# Extract LoRA from Fine-tune Stable Diffusion model and Deploy Model with Multiple Adapters

In this tutorial, we will convert a fine-tune stable diffusion model to ONNX, and extract the LoRA adapters from the model. 
The resulting model can be deployed with multiple adapters for different tasks.

## Prerequisites

Before running this tutorial, please ensure you already installed olive-ai. Please refer to the [installation guide](https://github.com/microsoft/Olive?tab=readme-ov-file#installation) for more information.

### Install Dependencies
We will optimize for `CUDAExecutionProvider` so `onnxruntime-gpu>=1.20` should also be installed allong with the other dependencies:

In [None]:
# install required packages
!pip install -r diffusers

# install onnxruntime-gpu >1.20, if not available install onnxruntime-gpu nightly
# ort-nightly had been renamed to onnxruntime: https://github.com/microsoft/onnxruntime/issues/22541
!pip uninstall -y onnxruntime onnxruntime-gpu ort-nightly ort-nightly-gpu
!pip install "onnxruntime-gpu>=1.20" || pip install --pre onnxruntime-gpu --extra-index-url=https://pkgs.dev.azure.com/aiinfra/PublicPackages/_packaging/ORT-Nightly/pypi/simple/

## Workflow

Let's try lovely [wolf plushie LoRA](https://huggingface.co/lora-library/B-LoRA-wolf_plushie) and [pen sketch LoRA](https://huggingface.co/lora-library/B-LoRA-pen_sketch) in this example.

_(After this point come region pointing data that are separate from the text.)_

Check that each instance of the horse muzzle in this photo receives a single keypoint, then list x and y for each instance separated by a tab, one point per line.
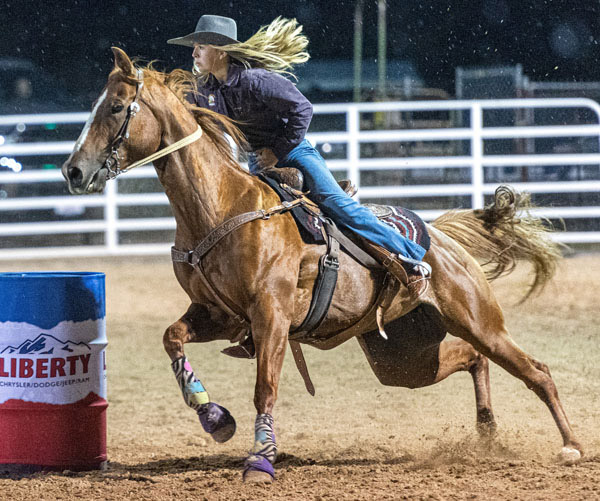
83	181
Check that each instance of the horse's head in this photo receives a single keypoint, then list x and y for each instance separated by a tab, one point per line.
117	131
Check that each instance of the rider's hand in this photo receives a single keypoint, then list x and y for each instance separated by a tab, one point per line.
266	158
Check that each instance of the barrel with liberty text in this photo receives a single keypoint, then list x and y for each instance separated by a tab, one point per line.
52	370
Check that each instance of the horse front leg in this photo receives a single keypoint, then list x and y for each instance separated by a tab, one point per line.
269	330
215	419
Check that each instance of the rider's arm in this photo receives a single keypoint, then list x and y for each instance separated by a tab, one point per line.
282	96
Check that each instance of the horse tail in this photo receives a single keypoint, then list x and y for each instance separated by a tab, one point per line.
503	233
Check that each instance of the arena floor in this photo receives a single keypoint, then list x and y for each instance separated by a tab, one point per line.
356	439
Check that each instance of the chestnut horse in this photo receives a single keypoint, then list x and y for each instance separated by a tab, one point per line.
261	274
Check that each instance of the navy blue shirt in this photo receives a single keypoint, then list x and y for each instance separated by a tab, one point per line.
271	111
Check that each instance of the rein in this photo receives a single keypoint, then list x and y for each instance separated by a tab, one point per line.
112	162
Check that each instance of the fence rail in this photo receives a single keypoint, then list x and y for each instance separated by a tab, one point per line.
474	138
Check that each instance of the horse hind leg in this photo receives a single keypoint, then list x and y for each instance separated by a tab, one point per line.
458	355
472	313
416	356
215	419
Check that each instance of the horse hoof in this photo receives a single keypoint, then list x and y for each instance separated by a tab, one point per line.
257	477
217	421
258	470
569	456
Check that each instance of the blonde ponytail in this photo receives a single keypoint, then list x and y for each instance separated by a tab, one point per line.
276	47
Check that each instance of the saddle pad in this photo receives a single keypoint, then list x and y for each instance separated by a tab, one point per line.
403	220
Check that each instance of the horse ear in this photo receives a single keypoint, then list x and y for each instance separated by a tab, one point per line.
122	61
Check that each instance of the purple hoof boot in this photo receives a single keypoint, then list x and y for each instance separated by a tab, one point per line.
256	462
217	421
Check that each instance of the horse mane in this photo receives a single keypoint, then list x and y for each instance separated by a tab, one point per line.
215	126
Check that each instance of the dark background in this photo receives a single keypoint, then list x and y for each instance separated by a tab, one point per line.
553	40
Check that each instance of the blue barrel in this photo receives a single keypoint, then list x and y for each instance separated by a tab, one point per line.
53	370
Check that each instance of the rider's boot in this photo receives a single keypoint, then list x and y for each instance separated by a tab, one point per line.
413	274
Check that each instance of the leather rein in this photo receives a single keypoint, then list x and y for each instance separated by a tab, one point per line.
112	162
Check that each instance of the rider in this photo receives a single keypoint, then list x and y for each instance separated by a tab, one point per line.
243	80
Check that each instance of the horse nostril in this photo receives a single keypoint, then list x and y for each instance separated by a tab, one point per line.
75	176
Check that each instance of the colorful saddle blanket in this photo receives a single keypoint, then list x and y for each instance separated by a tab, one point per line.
403	220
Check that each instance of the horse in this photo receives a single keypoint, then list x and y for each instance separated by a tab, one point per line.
258	277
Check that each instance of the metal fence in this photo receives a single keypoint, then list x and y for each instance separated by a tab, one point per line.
428	155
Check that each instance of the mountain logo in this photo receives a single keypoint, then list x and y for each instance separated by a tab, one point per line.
45	344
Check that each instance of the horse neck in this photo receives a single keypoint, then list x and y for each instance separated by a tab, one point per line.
204	190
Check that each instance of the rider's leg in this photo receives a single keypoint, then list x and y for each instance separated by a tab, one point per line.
344	210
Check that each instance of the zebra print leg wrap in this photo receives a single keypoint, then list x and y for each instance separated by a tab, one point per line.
215	419
265	449
192	389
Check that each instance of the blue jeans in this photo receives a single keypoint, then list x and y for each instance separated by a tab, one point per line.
340	207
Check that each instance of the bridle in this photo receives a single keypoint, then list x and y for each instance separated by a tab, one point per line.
112	162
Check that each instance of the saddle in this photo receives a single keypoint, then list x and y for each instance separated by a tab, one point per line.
317	229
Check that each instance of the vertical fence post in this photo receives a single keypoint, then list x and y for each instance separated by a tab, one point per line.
476	155
353	128
111	234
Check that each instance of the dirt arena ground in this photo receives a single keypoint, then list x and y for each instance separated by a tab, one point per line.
356	439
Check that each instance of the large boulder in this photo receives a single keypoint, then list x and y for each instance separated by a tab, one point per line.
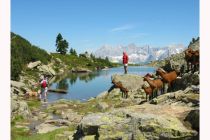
17	84
51	125
32	65
187	80
102	106
20	108
45	128
128	81
193	119
138	122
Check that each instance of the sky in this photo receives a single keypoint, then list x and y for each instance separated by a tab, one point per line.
89	24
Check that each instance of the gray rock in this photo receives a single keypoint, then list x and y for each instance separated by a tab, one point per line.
187	80
17	84
102	106
114	93
138	122
45	128
193	119
102	95
20	108
32	65
71	116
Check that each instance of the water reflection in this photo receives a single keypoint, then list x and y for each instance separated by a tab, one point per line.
82	86
63	84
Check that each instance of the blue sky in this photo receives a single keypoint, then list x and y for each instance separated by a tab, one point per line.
89	24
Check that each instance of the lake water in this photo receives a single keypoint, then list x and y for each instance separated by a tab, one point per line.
86	85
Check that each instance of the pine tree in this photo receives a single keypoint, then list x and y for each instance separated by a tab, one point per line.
62	45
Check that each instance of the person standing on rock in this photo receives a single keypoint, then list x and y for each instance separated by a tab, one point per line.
44	88
125	62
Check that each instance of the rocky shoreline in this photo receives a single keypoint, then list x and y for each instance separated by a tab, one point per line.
109	116
173	115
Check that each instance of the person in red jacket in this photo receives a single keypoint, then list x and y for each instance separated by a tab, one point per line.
125	62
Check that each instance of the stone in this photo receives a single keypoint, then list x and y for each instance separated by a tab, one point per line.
61	137
32	65
145	122
58	60
17	84
72	116
48	126
114	93
187	80
102	95
21	108
193	119
102	106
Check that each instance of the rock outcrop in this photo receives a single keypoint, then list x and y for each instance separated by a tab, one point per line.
138	122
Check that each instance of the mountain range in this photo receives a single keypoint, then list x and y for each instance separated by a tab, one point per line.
138	54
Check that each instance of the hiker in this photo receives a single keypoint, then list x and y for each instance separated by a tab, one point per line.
125	62
44	88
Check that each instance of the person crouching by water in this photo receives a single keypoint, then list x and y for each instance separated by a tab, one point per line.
44	88
125	62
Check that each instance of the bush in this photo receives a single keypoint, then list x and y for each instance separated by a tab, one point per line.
22	52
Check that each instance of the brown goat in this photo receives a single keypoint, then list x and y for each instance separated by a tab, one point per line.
192	59
167	77
149	75
156	84
123	89
148	91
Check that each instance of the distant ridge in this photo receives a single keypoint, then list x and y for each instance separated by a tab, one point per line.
138	54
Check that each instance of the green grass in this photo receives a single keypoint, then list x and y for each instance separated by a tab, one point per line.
18	118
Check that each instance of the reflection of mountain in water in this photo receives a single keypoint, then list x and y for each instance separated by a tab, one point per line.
63	84
62	80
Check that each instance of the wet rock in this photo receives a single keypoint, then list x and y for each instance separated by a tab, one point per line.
102	95
32	65
20	108
46	127
71	116
18	85
193	119
134	122
187	80
102	106
114	93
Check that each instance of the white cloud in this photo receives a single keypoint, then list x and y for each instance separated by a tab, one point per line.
122	28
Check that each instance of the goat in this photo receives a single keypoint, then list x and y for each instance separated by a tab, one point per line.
156	84
149	75
192	59
123	89
148	91
167	77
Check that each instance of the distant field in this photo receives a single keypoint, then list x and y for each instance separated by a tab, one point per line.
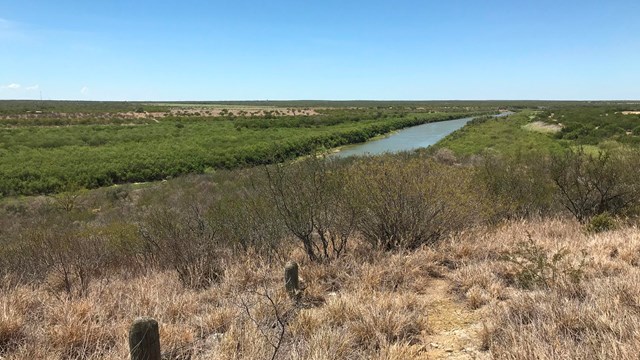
49	153
550	129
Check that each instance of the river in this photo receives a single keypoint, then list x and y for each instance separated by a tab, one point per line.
415	137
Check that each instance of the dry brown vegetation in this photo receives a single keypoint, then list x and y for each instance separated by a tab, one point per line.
402	257
368	304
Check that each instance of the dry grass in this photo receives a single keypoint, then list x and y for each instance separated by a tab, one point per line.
367	305
592	315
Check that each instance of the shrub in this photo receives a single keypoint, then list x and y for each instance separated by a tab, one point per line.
600	223
406	203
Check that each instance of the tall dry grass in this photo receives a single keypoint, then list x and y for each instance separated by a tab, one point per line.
369	304
590	310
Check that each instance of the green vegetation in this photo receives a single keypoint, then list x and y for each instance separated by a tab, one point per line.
502	134
49	159
592	126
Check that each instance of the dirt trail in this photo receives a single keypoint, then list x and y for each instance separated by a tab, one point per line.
455	328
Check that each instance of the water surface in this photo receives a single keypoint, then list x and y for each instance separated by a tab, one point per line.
411	138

Olive provides command line tools to run the export and extract adapters workflow. This workflow includes the following steps:
- `capture-onnx-graph`: Convert the fine-tuned model to ONNX
- `generate-adapter`: Extract the adapters from the ONNX model as model inputs.

In [None]:
# run this cell to see the available options to finetune, capture-onnx-graph and generate-adapter commands
!olive capture-onnx-graph --help
!olive generate-adapter --help

We convert vae encoder, vae decoder, text encoder, text encoder 2 and unet with LoRAs to ONNX model first by `capture-onnx-graph` command:

In [None]:
# convert vae encoder
!olive capture-onnx-graph -m stabilityai/stable-diffusion-xl-base-1.0 --model_script vae_encoder.py -o onnx_model/vae_encoder
# convert vae decoder
!olive capture-onnx-graph -m stabilityai/stable-diffusion-xl-base-1.0 --model_script vae_decoder.py -o onnx_model/vae_decoder
# convert text encoder
!olive capture-onnx-graph -m stabilityai/stable-diffusion-xl-base-1.0 --model_script text_encoder.py -o onnx_model/text_encoder
# convert text encoder 2
!olive capture-onnx-graph -m stabilityai/stable-diffusion-xl-base-1.0 --model_script text_encoder2.py -o onnx_model/text_encoder_2
# convert unet model with wolf plushie lora
!olive capture-onnx-graph -m stabilityai/stable-diffusion-xl-base-1.0 --model_script unet_wolf_plushie.py -o onnx_model/unet_wolf_plushie
# convert unet model with pen sketch lora
!olive capture-onnx-graph -m stabilityai/stable-diffusion-xl-base-1.0 --model_script unet_pen_sketch.py -o onnx_model/unet_pen_sketch

Let's try pen sketch LoRA first:

In [None]:
import onnxruntime as ort
import torch
from pathlib import Path
from optimum.onnxruntime import ORTStableDiffusionXLPipeline
from diffusers import DiffusionPipeline, OnnxRuntimeModel

ort.set_default_logger_severity(3)

sess_options = ort.SessionOptions()
sess_options.enable_mem_pattern = False

model_id = "stabilityai/stable-diffusion-xl-base-1.0"
onnx_model_path = Path("onnx_model")
provider = "CUDAExecutionProvider"
pipeline = DiffusionPipeline.from_pretrained(model_id, torch_dtype=torch.float32)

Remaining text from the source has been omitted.